Sesuai data yang diambil pada Katadata.com, menyatakan bahwa Dalam pembahasan terbaru Rancangan Undang-Undang (RUU) Nomor 34 Tahun 2004 tentang Tentara Nasional Indonesia (TNI), terdapat beberapa perubahan signifikan yang disepakati oleh panitia kerja (Panja) DPR pada 17 Maret 2025.
Perubahan Utama dalam RUU TNI:
1. Penghapusan Wewenang TNI dalam Penanganan Narkotika, yaitu Pada pasal 7 ayat (2), pemerintah awalnya mengusulkan penambahan tugas TNI di luar operasi militer, termasuk penanganan ancaman siber, operasi penyelamatan WNI di luar negeri, dan pemberantasan narkotika. Namun, setelah pembahasan, wewenang TNI untuk menangani masalah penyalahgunaan narkotika dihapuskan.
2. Pembatasan Jabatan Perwira TNI Aktif di Kementerian/Lembaga, yang pada Pasal 47 mengalami revisi terkait penempatan perwira TNI aktif di kementerian atau lembaga. Dalam UU TNI 2004, prajurit dapat menduduki jabatan pada 10 kementerian atau lembaga. Dalam RUU terbaru, perwira TNI aktif hanya dapat menjabat di 15 kementerian/lembaga, yang sebelumnya diusulkan menjadi 18. Salah satu perubahan spesifik adalah penghapusan kemungkinan perwira TNI aktif menjabat di Kementerian Kelautan dan Perikanan (KKP).

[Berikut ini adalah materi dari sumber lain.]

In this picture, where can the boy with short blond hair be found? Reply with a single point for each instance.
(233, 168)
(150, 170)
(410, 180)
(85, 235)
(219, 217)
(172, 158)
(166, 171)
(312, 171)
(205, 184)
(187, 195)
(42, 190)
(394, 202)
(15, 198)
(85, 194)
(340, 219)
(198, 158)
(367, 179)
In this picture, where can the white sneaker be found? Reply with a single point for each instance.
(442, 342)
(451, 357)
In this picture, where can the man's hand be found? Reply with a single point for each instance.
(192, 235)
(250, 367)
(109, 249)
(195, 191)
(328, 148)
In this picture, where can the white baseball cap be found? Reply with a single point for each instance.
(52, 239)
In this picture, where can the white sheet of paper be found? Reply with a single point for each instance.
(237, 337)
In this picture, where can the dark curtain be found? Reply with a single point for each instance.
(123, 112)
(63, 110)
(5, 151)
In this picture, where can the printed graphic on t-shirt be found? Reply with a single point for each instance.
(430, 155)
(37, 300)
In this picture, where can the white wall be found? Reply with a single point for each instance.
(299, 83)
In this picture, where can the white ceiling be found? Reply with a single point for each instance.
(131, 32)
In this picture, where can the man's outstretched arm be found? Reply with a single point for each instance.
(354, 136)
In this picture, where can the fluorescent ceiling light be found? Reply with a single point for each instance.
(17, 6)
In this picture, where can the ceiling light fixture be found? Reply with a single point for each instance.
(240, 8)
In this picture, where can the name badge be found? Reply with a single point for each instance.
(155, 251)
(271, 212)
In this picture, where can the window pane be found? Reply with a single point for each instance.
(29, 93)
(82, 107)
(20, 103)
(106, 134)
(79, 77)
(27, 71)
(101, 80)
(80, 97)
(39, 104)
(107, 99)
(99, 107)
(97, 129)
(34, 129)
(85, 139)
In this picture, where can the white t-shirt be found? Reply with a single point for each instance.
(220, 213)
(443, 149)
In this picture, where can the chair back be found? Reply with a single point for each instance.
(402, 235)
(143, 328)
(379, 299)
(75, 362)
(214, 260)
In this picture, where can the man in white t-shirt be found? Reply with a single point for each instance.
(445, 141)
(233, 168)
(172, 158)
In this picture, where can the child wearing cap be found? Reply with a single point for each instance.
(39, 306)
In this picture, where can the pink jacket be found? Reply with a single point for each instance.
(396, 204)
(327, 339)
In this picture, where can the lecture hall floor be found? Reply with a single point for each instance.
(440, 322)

Sementara itu, Anggota Komisi I DPR Mayjen TNI (Purn) TB Hasanuddin memberikan perhatian khusus pada Pasal 39 yang tetap melarang prajurit aktif untuk bergabung sebagai anggota partai politik, terlibat dalam politik praktis, menjalankan bisnis, serta mencalonkan diri sebagai anggota legislatif dalam pemilu maupun jabatan politik lainnya. "Ketentuan ini tidak mengalami perubahan. Prajurit TNI tetap dilarang menjadi anggota partai politik, berbisnis, atau mencalonkan diri dalam pemilu untuk posisi legislatif maupun jabatan politik lainnya," ujarnya.
Berikut Draf final RUU TNI pasal 47 soal 14 K/L yang Bisa Diduduki TNI Aktif:
Keterangan (*): Diusulkan masuk dalam revisi UU TNI
1. Kementerian Koordinator Bidang Politik, Hukum, dan Keamanan (Kemenko Polhukam)

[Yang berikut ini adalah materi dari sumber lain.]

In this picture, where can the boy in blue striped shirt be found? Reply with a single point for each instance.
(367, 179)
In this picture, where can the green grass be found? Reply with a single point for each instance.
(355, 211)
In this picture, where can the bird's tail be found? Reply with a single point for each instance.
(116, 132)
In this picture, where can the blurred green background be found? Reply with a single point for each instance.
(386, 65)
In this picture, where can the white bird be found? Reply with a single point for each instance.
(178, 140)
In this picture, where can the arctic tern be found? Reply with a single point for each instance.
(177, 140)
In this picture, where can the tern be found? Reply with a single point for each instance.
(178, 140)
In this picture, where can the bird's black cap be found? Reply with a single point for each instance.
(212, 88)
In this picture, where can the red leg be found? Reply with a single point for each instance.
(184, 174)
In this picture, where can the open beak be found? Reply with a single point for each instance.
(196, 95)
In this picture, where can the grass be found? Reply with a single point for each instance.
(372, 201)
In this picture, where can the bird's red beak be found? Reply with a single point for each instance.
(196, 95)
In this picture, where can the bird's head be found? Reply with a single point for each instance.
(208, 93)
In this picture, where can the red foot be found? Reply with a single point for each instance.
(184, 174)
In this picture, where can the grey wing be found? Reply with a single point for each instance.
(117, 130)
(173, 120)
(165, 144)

2. Pertahanan Negara termasuk Dewan Pertahanan Nasional
3. Kesekretariatan negara yang menangani urusan kesekretariatan presiden dan kesekretariatan militer presiden
4. Badan Intelijen Negara (BIN)
5. Badan Siber dan Sandi Negara (BSSN)
6. Lembaga Ketahanan Nasional (Lemhannas)
7. Badan SAR Nasional (Basarnas)
8. Badan Narkotika Nasional (BNN)
9. Mahkamah Agung (MA)
10. Badan Pengelola Perbatasan Publik (BNPP)*
11. Badan Nasional Penanggulangan Bencana (BNPB)*
12. Badan Nasional Penanggulangan Terorisme (BNPT)*
13. Badan Keamanan Laut (Bakamla)*
14. Kejaksaan Agung (Kejagung)*
Proses Legislasi Selanjutnya: Setelah disepakati di tingkat Panja, RUU TNI akan dibawa ke Rapat Paripurna DPR untuk disahkan menjadi undang-undang. Rapat Paripurna dijadwalkan pada 20 Maret 2025.